Me, monsieur? I have not a cent to give him.”
“But of course he will make his count of you some way. Not, I hope, by betraying you and getting the reward. Then how?”
“He says he looks to find a few others anxious to get away, and able and willing to pay for his services; and that I will be of use in introducing him to our people, who will know me for one of their own, and telling them what he is doing for me, and that he can be trusted. He says he is like a craftsman who does one man’s work for nothing that he may get the custom of many more.”
“Ah, a clever rogue! But what if he be a rogue after all. Can you really trust him?”
“With my life.” And Berbier saw he was speaking from the depths of his heart. It was some moments before he answered him. Thoughts were rising in him which might lead to important issues. But he must have time to work them out.
“Excuse me, monsieur, I am forgetting how hungry you must be,” he said, suddenly.
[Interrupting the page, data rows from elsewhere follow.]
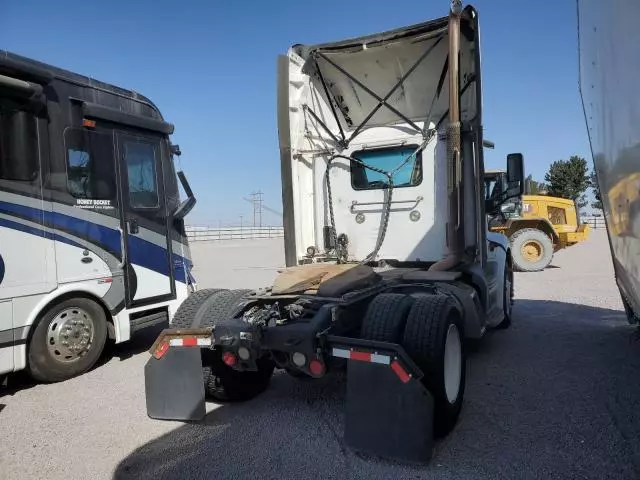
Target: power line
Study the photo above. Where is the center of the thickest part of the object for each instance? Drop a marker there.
(256, 199)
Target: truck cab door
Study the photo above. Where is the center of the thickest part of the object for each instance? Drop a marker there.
(149, 275)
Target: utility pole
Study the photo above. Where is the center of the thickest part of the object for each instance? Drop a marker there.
(256, 201)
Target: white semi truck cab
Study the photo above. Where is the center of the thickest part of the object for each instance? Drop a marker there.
(390, 266)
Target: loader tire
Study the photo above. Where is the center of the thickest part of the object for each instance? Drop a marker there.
(532, 250)
(223, 383)
(386, 317)
(433, 338)
(190, 311)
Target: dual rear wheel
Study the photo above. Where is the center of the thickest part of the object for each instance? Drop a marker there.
(205, 308)
(430, 329)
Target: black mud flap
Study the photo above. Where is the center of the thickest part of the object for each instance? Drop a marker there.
(174, 385)
(387, 417)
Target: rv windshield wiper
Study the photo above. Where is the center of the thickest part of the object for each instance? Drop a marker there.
(187, 205)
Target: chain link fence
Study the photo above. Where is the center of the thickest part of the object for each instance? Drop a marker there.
(594, 222)
(198, 233)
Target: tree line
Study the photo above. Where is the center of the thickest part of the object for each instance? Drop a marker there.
(568, 179)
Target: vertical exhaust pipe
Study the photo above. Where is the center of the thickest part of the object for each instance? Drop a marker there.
(455, 224)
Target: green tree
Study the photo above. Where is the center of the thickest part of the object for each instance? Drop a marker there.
(596, 191)
(569, 179)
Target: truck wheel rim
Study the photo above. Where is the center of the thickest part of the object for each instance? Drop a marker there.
(532, 251)
(70, 335)
(452, 363)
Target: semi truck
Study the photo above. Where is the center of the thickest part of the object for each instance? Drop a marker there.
(391, 269)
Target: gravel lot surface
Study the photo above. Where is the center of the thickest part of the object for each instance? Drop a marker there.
(555, 396)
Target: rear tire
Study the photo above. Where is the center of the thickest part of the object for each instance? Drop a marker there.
(67, 341)
(532, 250)
(193, 308)
(433, 339)
(386, 317)
(223, 383)
(507, 298)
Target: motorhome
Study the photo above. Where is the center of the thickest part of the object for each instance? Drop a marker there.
(92, 238)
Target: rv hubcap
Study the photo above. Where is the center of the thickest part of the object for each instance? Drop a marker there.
(452, 363)
(70, 335)
(532, 251)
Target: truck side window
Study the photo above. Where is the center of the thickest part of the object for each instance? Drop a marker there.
(387, 160)
(19, 158)
(140, 161)
(90, 164)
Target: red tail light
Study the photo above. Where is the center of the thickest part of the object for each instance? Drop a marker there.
(316, 367)
(229, 358)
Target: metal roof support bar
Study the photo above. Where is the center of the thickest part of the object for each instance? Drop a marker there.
(333, 108)
(322, 124)
(368, 90)
(395, 87)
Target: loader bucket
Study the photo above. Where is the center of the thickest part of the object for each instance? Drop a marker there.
(174, 385)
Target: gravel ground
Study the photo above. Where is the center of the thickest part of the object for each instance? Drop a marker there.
(555, 396)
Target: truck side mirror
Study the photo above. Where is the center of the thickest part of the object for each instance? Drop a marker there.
(515, 169)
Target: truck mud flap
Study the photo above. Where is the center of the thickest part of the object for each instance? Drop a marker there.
(174, 385)
(388, 413)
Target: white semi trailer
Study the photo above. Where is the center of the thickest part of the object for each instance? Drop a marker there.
(609, 48)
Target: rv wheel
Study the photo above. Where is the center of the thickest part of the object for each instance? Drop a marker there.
(433, 339)
(67, 341)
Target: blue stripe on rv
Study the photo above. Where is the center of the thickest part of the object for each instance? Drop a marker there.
(141, 252)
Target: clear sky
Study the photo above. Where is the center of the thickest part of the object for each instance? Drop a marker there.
(210, 66)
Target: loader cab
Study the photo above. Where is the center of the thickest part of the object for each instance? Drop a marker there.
(503, 189)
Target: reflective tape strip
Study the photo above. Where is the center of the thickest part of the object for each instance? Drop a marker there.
(190, 342)
(383, 359)
(338, 352)
(361, 356)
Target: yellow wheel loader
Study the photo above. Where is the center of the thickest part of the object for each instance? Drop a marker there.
(537, 225)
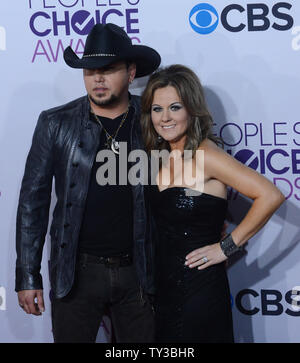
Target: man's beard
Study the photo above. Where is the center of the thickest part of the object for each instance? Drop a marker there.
(113, 99)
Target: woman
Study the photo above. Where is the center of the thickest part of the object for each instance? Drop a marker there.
(193, 298)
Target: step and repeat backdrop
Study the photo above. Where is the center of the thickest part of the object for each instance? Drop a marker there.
(247, 55)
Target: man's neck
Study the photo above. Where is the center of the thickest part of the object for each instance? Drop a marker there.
(111, 111)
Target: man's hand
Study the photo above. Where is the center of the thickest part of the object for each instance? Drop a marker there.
(32, 301)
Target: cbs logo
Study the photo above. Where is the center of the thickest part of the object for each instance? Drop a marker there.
(2, 298)
(204, 18)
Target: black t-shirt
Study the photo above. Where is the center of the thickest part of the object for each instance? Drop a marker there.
(107, 225)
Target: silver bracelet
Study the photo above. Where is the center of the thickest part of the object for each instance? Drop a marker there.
(228, 246)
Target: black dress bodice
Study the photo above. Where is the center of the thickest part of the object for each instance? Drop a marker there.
(191, 305)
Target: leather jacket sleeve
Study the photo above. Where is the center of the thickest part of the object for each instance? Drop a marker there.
(33, 208)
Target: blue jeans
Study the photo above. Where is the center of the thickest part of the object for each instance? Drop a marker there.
(97, 288)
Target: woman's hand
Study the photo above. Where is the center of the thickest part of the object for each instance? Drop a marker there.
(205, 256)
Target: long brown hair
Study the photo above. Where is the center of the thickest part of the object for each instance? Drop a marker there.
(190, 90)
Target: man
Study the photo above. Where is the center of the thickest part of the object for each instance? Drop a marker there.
(99, 243)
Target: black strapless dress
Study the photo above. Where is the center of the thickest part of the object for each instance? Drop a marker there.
(191, 305)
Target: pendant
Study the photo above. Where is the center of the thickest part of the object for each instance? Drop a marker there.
(115, 146)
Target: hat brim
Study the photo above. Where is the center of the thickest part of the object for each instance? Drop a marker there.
(147, 60)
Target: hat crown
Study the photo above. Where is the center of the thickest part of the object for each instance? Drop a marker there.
(107, 39)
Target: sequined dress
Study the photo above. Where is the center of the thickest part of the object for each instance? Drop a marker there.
(191, 305)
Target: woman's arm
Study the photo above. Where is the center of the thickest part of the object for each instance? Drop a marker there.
(266, 199)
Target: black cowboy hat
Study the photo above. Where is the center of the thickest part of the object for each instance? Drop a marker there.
(108, 44)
Having heard Gaspard’s name he spoke to him as one gentleman does to another, using, when he thought of it, the courteous ‘vous’ instead of the familiar ‘to.’ “Have the goodness to ring that silver bell beside you.”
Gaspard rang the bell, then stood up to go away.
“Pray sit down again,” said Berbier. When the servant appeared, she was told to bring supper for two, and a bottle of St. Peray.
Thus, after nearly seven years, young Gaspard de Montausier sat down once more at a well-appointed table, and ate and drank with a companion who, although in the estimation of the world as it then was far inferior in rank to himself, was a man of cultivation and refinement.
Much refreshed in body, and greatly cheered and comforted in mind, he at last suggested timidly that he ought to join Tardif at the inn. But Berbier said to him, “You are my guest now, Monsieur Gaspard. There is a bed here very much at your disposal.”
Nothing that he had was too good for the boy to whom “Claude” had asked him to be kind.